Input stride is the stride of the filter . How much you shift the filter in the output .
Output Stride this is actually a nominal value . We get feature map in a CNN after doing several convolution , max-pooling operations . Let’s say our input image is 224 * 224 and our final feature map is 7*7 .
Then we say our output stride is : 224/7 = 32 (Approximate of what happened to the image after down sampling .)
This tensorflow script describe what is this output stride , and how to use in FCN which is the case of dense prediction .

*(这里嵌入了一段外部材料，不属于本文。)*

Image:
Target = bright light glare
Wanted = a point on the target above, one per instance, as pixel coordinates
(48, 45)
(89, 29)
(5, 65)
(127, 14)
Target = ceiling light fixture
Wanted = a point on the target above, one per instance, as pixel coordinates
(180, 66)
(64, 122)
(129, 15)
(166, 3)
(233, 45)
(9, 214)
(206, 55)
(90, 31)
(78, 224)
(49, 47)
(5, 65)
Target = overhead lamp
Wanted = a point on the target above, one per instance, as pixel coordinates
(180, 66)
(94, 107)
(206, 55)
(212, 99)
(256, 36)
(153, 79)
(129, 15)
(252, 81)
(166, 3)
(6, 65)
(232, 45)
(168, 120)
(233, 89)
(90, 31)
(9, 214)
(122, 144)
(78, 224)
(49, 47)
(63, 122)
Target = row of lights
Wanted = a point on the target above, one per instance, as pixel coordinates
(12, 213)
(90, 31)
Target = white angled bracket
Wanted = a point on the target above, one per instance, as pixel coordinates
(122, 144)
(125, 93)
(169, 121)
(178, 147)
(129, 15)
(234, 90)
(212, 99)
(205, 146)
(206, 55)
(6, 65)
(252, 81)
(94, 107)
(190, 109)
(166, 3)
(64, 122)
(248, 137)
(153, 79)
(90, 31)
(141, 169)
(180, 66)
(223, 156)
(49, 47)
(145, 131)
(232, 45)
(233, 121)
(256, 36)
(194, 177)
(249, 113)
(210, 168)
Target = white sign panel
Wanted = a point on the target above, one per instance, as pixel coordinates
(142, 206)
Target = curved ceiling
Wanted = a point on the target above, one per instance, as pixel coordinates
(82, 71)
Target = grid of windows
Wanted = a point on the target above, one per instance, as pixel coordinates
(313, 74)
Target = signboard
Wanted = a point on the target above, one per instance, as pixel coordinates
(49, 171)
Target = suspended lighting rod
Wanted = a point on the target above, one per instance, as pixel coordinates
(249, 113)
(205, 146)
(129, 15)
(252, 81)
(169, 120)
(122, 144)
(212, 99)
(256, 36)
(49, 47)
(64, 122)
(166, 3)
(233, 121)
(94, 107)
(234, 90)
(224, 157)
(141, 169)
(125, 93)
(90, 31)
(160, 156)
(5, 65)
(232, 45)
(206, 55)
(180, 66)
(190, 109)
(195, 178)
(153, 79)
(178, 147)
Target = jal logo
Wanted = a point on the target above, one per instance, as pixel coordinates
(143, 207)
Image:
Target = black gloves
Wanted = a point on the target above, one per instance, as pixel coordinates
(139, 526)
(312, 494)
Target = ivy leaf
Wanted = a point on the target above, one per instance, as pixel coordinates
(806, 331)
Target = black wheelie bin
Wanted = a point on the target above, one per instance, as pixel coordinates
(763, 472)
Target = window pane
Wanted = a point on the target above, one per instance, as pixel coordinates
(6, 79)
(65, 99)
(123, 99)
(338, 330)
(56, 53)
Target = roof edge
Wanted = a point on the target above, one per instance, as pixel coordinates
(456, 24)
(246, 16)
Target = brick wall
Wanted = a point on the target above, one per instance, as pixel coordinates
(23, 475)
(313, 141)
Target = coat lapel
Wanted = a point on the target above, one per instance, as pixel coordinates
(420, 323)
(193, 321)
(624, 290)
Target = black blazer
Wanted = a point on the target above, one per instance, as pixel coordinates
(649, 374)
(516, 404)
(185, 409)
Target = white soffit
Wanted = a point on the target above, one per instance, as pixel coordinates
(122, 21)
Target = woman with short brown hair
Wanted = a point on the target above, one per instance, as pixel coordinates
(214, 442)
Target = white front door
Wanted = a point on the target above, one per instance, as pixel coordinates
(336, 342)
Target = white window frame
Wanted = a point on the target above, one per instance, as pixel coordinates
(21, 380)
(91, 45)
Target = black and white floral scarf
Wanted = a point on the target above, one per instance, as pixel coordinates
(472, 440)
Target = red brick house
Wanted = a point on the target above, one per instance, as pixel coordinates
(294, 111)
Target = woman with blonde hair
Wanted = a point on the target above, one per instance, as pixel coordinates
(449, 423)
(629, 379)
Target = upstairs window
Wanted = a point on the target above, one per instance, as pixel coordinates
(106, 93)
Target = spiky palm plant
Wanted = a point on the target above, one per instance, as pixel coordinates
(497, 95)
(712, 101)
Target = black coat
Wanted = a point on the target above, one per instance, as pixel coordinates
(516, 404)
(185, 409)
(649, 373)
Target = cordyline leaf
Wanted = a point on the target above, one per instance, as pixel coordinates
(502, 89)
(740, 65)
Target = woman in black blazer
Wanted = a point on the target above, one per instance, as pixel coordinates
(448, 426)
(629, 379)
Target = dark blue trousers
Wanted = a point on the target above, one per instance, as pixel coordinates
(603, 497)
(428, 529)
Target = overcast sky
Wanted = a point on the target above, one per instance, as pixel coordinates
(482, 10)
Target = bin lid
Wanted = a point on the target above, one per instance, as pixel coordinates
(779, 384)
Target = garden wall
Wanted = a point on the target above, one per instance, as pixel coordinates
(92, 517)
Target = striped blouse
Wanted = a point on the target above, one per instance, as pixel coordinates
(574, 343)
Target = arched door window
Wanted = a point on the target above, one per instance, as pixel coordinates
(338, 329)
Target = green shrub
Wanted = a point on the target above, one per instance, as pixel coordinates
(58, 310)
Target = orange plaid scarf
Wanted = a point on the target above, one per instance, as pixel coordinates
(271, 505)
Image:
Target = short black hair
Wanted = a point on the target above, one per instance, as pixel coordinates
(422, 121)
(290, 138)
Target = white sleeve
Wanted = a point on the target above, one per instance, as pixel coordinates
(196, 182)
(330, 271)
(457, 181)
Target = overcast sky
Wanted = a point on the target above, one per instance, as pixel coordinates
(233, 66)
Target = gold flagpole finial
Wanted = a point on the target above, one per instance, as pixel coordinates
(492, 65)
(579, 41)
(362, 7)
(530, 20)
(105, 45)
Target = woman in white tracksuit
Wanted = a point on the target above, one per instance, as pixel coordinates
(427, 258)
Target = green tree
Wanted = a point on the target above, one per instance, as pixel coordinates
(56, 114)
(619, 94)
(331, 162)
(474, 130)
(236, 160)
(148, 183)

one uses inputs with spatial dimensions that are multiples of 32 plus 1, e.g., [321, 321]. In this case the feature maps at the ResNet output will have spatial shape [(height - 1) / output_stride + 1, (width - 1) / output_stride + 1] and corners exactly aligned with the input image corners, which greatly facilitates alignment of the features to the image. Using as input [225, 225] images results in [8, 8] feature maps at the output of the last ResNet block.